With its lengthy solos and emphasis on instrumental flair, the jam-band archetype provides musicians ample opportunity to show off. So perhaps the most intriguing element of Chirp’s live show is that its four members resist the temptation to project even a bit of ego while onstage. This local band’s long-form funk, jazz, and proggy rock numbers are tight and impeccably rendered, but the quartet’s performance style is so laid-back that casual listeners may not realize just how good they are.

Jay Frydenlund and Ken Ball are the stars of the show, though the term feels like an overstatement for a band this low-key. The two guitarists complement each other beautifully, trading leads and rhythm parts almost seamlessly. Both Frydenlund and Ball enjoy a bright, funky, skittering rhythm chord just as much as a blues-inflected, technically complex extended solo. The band’s originals stake out the same middle ground between catchy hooks and sly compositional complexity as their diverse repertoire of covers, which ranges from Jimi Hendrix to Curtis Mayfield to Rush.

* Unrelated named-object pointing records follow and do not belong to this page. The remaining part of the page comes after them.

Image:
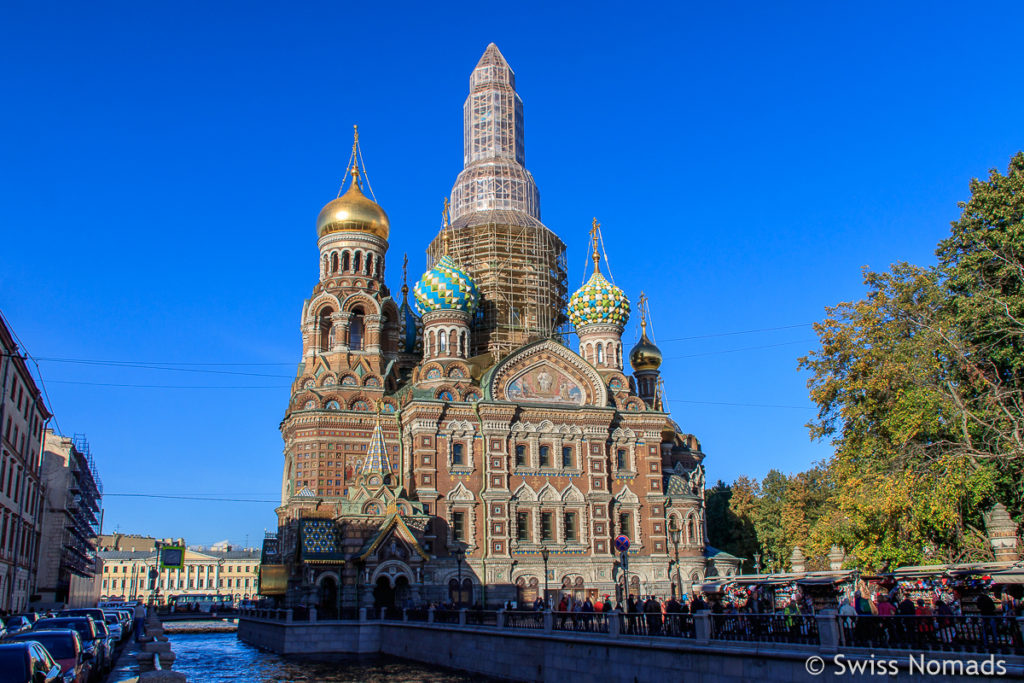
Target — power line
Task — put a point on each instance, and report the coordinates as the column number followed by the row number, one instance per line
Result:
column 126, row 364
column 164, row 363
column 193, row 498
column 741, row 332
column 742, row 348
column 719, row 402
column 164, row 386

Both Frydenlund and Ball also sing. Frydenlund has the stronger voice, including a fine falsetto that serves him well on some old-school funk covers. But instrumental bliss is the band’s strong suit, and Chirp is most enjoyable when Frydenlund and Ball–to paraphrase Frank Zappa–shut up and play their guitars.

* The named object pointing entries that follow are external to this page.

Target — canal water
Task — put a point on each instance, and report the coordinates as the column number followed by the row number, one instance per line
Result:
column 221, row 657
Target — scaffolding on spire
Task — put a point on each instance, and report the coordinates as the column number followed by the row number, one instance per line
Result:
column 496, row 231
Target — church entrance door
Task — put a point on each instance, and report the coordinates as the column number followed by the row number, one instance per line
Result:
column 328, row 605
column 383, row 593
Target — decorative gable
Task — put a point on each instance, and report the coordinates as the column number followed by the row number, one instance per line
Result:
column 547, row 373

The rhythm section is equally solid. Chirp generally eschews the polarizing drum solos common among instrumental jam outfits, but that’s no slight against drummer John Gorine. He’s a thoroughly capable performer, handling simpler grooves with rock-steady precision but also annihilating more complicated prog fills with the same nonchalance. Bassist Brian Long helps round out Frydenlund and Ball’s sound, sometimes tripling guitar lines with them and otherwise buoying the band’s grooves with funky bass lines.

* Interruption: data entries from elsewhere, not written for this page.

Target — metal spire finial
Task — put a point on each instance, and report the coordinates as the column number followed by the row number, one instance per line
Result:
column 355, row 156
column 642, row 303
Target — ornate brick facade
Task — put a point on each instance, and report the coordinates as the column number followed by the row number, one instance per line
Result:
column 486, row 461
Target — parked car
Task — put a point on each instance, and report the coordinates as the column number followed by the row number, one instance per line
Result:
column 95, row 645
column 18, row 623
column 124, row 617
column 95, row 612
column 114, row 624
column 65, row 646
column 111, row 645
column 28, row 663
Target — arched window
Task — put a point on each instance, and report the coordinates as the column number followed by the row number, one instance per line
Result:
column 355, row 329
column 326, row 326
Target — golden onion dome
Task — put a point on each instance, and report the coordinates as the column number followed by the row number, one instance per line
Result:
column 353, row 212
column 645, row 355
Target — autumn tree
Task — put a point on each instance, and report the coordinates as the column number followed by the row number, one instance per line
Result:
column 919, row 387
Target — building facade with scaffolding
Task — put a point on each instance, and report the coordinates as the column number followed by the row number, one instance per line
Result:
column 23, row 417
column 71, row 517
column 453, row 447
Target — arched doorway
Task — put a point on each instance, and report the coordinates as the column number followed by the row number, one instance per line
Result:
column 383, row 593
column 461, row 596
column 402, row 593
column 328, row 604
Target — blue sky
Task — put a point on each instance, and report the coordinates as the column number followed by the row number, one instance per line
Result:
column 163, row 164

Long is perhaps the epitome of the band’s almost comically relaxed attitude, at one point visibly yawning as he played his instrument at a recent Chirp show. Gorine and Ball are similarly inscrutable, and even Frydenlund, perhaps the band’s biggest showman, never goes much further than occasionally tipping his head skyward as he sings. But this band isn’t apathetic or disengaged; Chirp’s members are just wholly dedicated to the simple act of playing music together, and their passion comes through fully in the music itself.

Chirp plays at ABC Microbrewery November 20 and the Session Room November 1, 15, and 22.